Ram Sphinx from Karnak Temple, Egypt

A Blessing

I’m not quite sure if we’ve been given a blessing or not.  We moved 4 weeks ago and within a few days of moving, I noticed Borgia wasn’t right.  She would walk into the backyard and stand there.  It was as if she’d forgotten why she was there and when I called her, she didn’t seem to be able to tell from which direction my voice had come.  That’s unusual for her.  Then I noticed her mouth was pale, inside her ears, too.

Cayden & Borgia Yesterday

I was worried but she’s been eating fine, doing her “business” fine, etc.  Everything about her just a little slower than usual.  Both Moses and Borgia had their annual appointment with the vet yesterday.  She’s not doing well at all, it turns out.  Something inside is destroying her red blood cells and destroying them at a prodigious rate.  Her body isn’t trying to replace them.

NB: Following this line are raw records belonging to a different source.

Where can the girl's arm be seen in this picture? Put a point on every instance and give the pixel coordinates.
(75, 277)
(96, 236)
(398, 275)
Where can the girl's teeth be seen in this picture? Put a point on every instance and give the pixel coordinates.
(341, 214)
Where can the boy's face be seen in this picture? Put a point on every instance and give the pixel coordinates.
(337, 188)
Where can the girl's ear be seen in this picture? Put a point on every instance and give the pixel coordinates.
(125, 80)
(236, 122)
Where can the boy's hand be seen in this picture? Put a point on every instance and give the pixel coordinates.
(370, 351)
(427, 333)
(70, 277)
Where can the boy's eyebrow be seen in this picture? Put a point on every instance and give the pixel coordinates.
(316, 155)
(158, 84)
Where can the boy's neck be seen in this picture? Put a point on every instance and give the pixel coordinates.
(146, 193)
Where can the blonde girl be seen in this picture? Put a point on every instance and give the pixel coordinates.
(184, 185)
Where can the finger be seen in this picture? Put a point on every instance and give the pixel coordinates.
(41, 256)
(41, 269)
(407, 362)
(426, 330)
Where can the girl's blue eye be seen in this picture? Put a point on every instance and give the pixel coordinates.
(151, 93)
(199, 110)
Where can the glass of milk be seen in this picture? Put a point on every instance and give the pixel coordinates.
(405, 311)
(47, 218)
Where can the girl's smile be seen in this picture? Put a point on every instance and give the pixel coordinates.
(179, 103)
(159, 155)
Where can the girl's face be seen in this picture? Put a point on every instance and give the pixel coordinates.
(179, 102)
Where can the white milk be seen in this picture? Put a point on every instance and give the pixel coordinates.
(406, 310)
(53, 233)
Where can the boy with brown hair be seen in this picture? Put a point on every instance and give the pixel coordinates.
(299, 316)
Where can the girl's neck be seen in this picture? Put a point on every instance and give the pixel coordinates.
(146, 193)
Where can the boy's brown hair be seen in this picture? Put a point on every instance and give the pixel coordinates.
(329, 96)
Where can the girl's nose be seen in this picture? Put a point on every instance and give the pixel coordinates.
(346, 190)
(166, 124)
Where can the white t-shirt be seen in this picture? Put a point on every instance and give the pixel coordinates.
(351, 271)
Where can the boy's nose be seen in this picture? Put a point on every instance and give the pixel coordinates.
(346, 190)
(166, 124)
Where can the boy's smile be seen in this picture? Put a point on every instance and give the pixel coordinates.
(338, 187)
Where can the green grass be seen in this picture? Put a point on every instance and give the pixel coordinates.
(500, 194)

She’s been my little girl dog for 11.5 years.  I picked her out of a litter when she was 6 weeks old and she’s been my constant companion ever since.  JeanPaul calls her “Mommy’s little girl”.   My vet told me I am days away from losing her.  She may suffer or she may pass away in her sleep.  I have an appointment tomorrow at the vet because I don’t want her to suffer.

This morning I’m wondering if we’ve been given a blessing or not.

My Beautiful Borgia

 

Joining Forces

I’ve lived most of my adult life alone except for a well tempered cat and two lovable dogs.  I don’t really know why that is as I think I am pretty easy to get along with.   Be that as it may (or may not be), I’ve left more relationships than I can count on both hands – mostly because I need more time, either with them or without them.

Borgia at Rest

In each case, they have asked me what would it take for me to stay.  When I tell them, their answer has usually been “I mean anything but that…”  When JeanPaul asked me this question, and I told  him, he said “Okay, I can give you that.”  He’s won my heart, again.

Our past

Nothing is forever.  That lesson life feels the need to teach me daily.  But, some things are meant to last a lifetime.  JeanPaul and I have made our new home together, just a few doors down from his old home.  His old home is reserved for his children’s future.  Our new home is meant for our future.